Even something just as simple as reading recent history to keep up with the changes being made to the codebase is significantly simpler if developers are diligent about keeping a clean history. For example, the Rust project has a lot of activity, but also has a strict code review policy that means that nearly all commits are done with a clean history (very occasionally, long-lived branches are allowed through that have control merges, but those are rare). And as a result, even though I no longer have the time to actively contribute, I've still managed to keep with every non-trivial change made to Rust merely by periodically reading through the history since my last pull. I can't imagine trying to do that if the history weren't clean.
Arguably the only reason it could be a lot of work is when the submitter doesn't really understand the code that multiple mixed up and muddled commits have resulted in. By giving your reviewer a mess, you're only asking for the reviewer to make sense of it instead of doing it yourself.
Instead, breaking up the feature into logical pieces allows you to documented every step properly in a separate commit message.
If you properly understand what you're submitting for review, then it isn't really much work at all. It's even easier if, during original development, you commit often. But you can always split commits up during rebasing, too.
If you really care about this, rebasing is a shitty solution. Patch queues like mercurial's make it much easier to logically decompose a feature into a series of patches and shuffle code between the commits until they all settle nicely.
I say this having gone from a mercurial user that produced pristine commit histories to a git user that makes dirty, nasty histories.
Supposed there is an undesirable behavior caused by some subtle interaction of features coming from 2 branches.

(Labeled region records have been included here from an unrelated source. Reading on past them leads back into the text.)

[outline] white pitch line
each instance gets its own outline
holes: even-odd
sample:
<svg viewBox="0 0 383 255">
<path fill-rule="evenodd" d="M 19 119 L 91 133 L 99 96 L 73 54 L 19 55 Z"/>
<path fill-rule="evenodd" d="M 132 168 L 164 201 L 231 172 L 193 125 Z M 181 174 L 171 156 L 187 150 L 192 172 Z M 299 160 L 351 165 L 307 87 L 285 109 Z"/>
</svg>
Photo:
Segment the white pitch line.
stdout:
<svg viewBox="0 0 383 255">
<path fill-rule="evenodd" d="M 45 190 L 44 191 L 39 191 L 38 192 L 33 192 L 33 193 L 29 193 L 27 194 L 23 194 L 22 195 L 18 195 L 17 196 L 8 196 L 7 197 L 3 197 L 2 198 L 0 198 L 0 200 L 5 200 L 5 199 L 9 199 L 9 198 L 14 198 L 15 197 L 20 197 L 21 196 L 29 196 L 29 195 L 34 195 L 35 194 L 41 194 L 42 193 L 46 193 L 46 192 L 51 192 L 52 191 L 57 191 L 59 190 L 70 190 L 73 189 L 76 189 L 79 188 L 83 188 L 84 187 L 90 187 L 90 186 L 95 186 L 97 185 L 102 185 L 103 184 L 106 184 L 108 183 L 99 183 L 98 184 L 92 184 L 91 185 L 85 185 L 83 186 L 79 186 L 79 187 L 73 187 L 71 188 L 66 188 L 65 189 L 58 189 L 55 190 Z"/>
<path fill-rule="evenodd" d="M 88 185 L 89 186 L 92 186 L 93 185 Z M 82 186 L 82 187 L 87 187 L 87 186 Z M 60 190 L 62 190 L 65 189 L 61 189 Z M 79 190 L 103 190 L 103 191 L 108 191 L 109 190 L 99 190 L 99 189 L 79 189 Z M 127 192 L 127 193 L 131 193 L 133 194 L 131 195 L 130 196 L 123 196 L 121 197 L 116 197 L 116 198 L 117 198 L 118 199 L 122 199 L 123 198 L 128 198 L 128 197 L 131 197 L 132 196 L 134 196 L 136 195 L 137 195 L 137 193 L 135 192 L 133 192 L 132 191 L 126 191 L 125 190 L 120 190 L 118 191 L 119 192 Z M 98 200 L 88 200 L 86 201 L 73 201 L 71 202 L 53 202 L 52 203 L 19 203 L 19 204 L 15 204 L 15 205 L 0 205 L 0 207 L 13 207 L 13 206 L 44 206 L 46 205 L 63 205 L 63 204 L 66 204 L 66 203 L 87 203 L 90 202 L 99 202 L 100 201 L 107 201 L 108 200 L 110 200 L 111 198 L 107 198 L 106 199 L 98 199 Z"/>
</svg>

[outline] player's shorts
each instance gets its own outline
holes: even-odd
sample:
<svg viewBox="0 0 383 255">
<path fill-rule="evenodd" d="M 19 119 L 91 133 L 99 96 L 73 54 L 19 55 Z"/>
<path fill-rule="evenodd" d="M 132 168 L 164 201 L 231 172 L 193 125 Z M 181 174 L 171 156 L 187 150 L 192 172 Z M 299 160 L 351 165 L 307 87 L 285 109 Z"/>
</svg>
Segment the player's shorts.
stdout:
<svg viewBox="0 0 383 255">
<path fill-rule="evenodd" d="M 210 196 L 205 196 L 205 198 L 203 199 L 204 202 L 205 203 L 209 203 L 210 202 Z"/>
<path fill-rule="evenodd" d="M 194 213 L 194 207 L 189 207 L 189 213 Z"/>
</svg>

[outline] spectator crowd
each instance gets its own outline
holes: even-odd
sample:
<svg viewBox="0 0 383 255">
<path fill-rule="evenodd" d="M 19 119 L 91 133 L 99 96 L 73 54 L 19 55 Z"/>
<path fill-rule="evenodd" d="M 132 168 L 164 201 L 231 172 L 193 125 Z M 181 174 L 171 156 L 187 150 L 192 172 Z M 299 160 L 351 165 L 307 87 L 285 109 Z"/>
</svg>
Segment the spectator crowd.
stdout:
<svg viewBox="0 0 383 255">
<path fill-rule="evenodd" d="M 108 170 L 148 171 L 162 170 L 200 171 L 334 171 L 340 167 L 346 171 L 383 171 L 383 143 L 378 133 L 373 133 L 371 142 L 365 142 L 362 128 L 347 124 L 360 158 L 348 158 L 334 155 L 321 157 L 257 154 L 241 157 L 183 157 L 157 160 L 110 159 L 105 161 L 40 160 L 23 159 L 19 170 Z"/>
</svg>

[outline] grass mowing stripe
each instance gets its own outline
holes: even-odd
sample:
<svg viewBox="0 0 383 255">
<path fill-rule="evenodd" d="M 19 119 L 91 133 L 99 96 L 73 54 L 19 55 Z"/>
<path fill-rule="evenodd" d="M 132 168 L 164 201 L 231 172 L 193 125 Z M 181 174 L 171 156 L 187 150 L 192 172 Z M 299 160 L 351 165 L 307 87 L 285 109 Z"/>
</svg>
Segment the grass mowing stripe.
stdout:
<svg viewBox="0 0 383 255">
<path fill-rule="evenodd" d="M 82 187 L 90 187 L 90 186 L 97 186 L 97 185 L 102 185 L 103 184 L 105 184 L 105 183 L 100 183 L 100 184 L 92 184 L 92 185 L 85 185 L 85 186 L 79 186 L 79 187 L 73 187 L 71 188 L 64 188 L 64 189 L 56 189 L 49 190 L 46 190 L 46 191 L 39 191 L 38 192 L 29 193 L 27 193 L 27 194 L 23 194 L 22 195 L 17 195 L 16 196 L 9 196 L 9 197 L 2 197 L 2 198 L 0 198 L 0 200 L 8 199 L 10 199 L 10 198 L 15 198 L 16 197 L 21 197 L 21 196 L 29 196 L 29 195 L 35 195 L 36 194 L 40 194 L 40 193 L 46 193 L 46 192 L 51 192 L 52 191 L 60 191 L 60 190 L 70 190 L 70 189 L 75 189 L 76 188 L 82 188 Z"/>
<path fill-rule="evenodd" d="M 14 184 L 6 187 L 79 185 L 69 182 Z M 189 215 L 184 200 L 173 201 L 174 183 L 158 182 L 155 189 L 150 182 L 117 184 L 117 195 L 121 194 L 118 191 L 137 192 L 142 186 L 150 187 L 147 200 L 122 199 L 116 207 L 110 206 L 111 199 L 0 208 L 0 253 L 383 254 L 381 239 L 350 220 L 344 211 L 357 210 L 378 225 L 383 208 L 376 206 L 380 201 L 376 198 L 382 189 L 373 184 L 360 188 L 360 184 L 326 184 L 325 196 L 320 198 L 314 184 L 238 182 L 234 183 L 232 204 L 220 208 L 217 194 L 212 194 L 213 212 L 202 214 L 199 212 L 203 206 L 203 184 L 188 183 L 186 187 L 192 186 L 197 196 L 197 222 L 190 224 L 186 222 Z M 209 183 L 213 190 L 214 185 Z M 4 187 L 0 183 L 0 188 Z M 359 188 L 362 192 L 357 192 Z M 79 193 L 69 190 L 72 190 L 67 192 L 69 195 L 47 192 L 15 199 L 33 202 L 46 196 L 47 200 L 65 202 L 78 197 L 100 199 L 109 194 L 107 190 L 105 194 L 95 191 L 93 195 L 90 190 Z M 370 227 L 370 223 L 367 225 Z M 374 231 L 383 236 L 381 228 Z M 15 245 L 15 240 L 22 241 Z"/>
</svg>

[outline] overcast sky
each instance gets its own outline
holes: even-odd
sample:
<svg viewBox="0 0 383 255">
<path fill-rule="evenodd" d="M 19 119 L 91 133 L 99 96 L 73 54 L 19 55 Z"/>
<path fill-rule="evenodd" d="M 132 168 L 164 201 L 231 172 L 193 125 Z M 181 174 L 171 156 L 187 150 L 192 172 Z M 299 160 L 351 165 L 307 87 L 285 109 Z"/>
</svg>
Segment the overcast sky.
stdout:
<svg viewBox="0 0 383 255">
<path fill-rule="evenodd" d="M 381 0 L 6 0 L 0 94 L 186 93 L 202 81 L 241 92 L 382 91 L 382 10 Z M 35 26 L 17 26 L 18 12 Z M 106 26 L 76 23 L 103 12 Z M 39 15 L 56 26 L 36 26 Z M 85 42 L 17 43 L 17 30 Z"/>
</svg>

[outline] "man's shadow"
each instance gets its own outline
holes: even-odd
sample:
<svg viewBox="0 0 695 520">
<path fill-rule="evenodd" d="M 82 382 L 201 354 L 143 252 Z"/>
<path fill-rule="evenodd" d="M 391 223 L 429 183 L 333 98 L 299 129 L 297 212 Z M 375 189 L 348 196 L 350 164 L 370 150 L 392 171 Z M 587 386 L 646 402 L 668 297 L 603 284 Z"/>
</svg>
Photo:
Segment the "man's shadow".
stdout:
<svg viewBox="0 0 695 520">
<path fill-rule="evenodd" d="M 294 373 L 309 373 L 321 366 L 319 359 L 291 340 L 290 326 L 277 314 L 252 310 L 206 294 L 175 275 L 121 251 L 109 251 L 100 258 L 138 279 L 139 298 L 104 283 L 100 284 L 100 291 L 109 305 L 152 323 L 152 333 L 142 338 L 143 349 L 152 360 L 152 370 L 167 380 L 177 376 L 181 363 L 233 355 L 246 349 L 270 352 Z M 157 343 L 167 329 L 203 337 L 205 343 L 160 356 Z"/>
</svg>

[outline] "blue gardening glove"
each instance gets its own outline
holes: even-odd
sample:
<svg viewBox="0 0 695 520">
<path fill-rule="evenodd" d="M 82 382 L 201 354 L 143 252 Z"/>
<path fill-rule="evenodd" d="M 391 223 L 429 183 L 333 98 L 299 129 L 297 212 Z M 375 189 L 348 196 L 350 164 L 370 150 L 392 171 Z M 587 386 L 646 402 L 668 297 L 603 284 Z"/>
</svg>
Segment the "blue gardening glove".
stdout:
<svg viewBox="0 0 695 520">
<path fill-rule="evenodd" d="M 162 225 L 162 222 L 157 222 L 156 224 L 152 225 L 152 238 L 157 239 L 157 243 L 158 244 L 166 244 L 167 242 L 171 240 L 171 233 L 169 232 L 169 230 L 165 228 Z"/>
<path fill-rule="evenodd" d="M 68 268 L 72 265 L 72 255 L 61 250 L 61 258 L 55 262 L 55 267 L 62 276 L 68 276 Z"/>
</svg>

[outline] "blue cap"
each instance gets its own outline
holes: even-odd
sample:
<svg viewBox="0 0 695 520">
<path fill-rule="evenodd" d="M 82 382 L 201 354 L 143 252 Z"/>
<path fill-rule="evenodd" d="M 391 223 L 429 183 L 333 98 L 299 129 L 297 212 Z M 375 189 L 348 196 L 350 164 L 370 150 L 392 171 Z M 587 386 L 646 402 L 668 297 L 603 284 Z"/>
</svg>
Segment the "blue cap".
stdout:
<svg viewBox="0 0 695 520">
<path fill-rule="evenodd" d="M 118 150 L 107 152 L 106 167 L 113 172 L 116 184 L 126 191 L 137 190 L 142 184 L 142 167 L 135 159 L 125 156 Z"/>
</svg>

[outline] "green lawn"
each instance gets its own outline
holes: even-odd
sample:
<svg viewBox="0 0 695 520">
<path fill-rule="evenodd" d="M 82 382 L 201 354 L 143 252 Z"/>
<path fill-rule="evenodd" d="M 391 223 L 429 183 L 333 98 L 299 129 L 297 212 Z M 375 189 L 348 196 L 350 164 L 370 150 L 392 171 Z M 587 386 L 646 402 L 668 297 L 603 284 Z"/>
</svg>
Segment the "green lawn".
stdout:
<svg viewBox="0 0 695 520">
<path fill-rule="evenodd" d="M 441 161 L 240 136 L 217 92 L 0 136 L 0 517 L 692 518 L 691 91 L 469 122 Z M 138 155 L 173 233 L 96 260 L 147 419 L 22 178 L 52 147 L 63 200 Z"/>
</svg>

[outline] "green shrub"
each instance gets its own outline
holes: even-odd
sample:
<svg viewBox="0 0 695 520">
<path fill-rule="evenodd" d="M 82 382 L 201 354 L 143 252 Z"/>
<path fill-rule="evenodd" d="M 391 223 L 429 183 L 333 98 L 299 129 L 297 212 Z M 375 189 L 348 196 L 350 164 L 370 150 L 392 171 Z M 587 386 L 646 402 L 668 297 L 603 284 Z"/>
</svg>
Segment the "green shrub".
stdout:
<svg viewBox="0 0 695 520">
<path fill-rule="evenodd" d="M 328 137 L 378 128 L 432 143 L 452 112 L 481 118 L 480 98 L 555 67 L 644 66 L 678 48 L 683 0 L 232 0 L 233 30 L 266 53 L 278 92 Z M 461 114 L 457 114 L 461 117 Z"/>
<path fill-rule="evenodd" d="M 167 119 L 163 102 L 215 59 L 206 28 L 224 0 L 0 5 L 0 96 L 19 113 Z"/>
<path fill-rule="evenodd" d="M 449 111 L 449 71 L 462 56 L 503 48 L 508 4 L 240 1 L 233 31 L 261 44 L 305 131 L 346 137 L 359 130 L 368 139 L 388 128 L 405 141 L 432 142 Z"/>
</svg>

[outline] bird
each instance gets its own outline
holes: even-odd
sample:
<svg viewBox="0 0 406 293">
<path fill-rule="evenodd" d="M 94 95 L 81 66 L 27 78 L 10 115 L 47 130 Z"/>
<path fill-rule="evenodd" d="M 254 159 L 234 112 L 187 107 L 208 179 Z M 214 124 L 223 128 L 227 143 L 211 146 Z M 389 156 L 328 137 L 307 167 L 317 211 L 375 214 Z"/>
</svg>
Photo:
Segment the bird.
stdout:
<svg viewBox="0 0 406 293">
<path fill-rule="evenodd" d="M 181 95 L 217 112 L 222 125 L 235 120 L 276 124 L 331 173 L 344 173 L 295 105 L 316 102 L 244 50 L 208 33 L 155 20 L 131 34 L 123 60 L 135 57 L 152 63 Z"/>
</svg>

With a normal merge, git bisect will likely point to the merge commit as the first commit that introduced the behavior, which was the first time these 2 branches ever interacted. This means resolving inconsistencies after the fact, somewhat similar to "eventual consistency". It is more coarse-grained, can be harder to reason about, but may scale better (no serialization).
With a rebase, git bisect will point to one of the rebased commits, each of which already interacted with the branch coming before. Rebasing is sort of similar to the situation where DB client retries a transaction because the DB doesn't know how to serialize 2 transactions. It is more fine-grained, can be easier to reason about, but may have problems scaling, and may sometimes be tedious.
For me, git bisect really does become much more interesting to use when feature branches are rebased to get a clean history. Just reading the history becomes easier, since each feature branch has a self-contained part of the ordered history.
In addition, it is also useful when merging a feature branch turns out to be a problem later on. Reverting a rebased merged feature branch is very easy, without having to think about if there any issues with mid-branch merges and so on.